Cyclin-dependent kinase 5 has been implicated in many physiological and pathological processes in the central nervous system. To better understand Cyclin-dependent kinase 5's roles in the adult brain, we developed and studied several conditional Cyclin-dependent kinase 5 knockout model systems. Soon after conditional loss of Cyclin-dependent kinase 5, mice displayed improved hippocampal learning and enhanced synaptic plasticity in the hippocampal Schaffer collateral pathway. The genetically enhanced mice displayed increased N-methyl-D-aspartate receptor-mediated currents and elevated levels of the NR2B N-methyl-D-aspartate receptor subunit. The enhancement in synaptic plasticity was directly attributed to the increased current through NR2B-containing receptors. NR2B levels were elevated in Cyclin-dependent kinase 5 knockout mice due to an impairment in the calpain-mediated degradation of NR2B. Consistently, Cyclin-dependent kinase 5 directly facilitated the degradation of NR2B cytoplasmic-tail in vitro. Cyclin-dependent kinase 5, NR2B, and calpain coimmunoprecipitated in vivo and directly bound one another in vitro. NR2B inhibited Cyclin-dependent kinase 5 activity in vitro, indicating a potential feedback mechanism. These findings suggested that Cyclin-dependent kinase 5 interacts directly with NR2B and calpain to facilitate the degradation of NR2B, thereby attenuating synaptic plasticity.

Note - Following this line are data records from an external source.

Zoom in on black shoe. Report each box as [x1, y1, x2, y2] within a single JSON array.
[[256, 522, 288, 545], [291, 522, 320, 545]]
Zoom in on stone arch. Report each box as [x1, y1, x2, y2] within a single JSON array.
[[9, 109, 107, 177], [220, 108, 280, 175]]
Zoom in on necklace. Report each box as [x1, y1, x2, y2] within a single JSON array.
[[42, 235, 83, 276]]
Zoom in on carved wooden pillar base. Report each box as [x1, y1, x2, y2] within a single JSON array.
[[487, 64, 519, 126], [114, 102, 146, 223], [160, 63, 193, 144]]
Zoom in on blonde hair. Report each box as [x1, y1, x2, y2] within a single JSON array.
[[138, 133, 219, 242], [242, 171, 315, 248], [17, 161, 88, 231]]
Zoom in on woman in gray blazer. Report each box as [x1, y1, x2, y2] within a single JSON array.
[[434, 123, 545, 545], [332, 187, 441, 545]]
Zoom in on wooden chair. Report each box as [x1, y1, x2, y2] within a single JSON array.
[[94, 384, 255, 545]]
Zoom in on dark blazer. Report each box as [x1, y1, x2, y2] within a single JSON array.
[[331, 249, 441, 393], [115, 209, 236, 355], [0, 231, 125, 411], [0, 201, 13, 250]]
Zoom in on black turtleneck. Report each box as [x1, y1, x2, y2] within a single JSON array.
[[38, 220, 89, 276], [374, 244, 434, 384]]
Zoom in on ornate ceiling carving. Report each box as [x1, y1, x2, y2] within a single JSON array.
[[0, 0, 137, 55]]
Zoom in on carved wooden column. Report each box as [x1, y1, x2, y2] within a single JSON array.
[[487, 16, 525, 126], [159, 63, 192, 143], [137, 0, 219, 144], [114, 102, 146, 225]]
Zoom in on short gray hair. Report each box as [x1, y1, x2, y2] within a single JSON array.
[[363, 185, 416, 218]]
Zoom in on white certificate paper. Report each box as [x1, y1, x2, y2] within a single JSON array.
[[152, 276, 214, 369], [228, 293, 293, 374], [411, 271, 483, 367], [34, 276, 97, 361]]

In addition to regulating functional plasticity, Cyclin-dependent kinase 5 also plays roles in structural plasticity and presynaptic function. Cyclin-dependent kinase 5 facilitated the calpain-mediated degradation of spectrin in vitro. Spectrin degradation and depolymerized actin levels were decreased in conditional Cyclin-dependent kinase 5 knockout hippocampus. These results implicate Cyclin-dependent kinase 5 dendritic in spine dynamics which is critical for synaptic plasticity. Loss of Cyclin-dependent kinase 5 also led to a presynaptic enhancement in post-tetanic potentiation and a deficit in paired-pulse facilitation, which are consistent with an increase in probability of synaptic vesicle release, due to increased numbers of vesicles in the readily releasable pool or altered sensitivity to presynaptic calcium. Finally, chronic Cyclin-dependent kinase 5 loss produced increases in behavioral and neuronal excitability followed by electrographic abnormalities in vivo and reduced brain weight. These findings suggest that the enhancement in excitatory neurotransmission which initially led to improvements in learning and plasticity preceded excessive excitability and subsequent neuropathology. Consequently, Cyclin-dependent kinase 5 regulates excitatory neurotransmission, synaptic plasticity.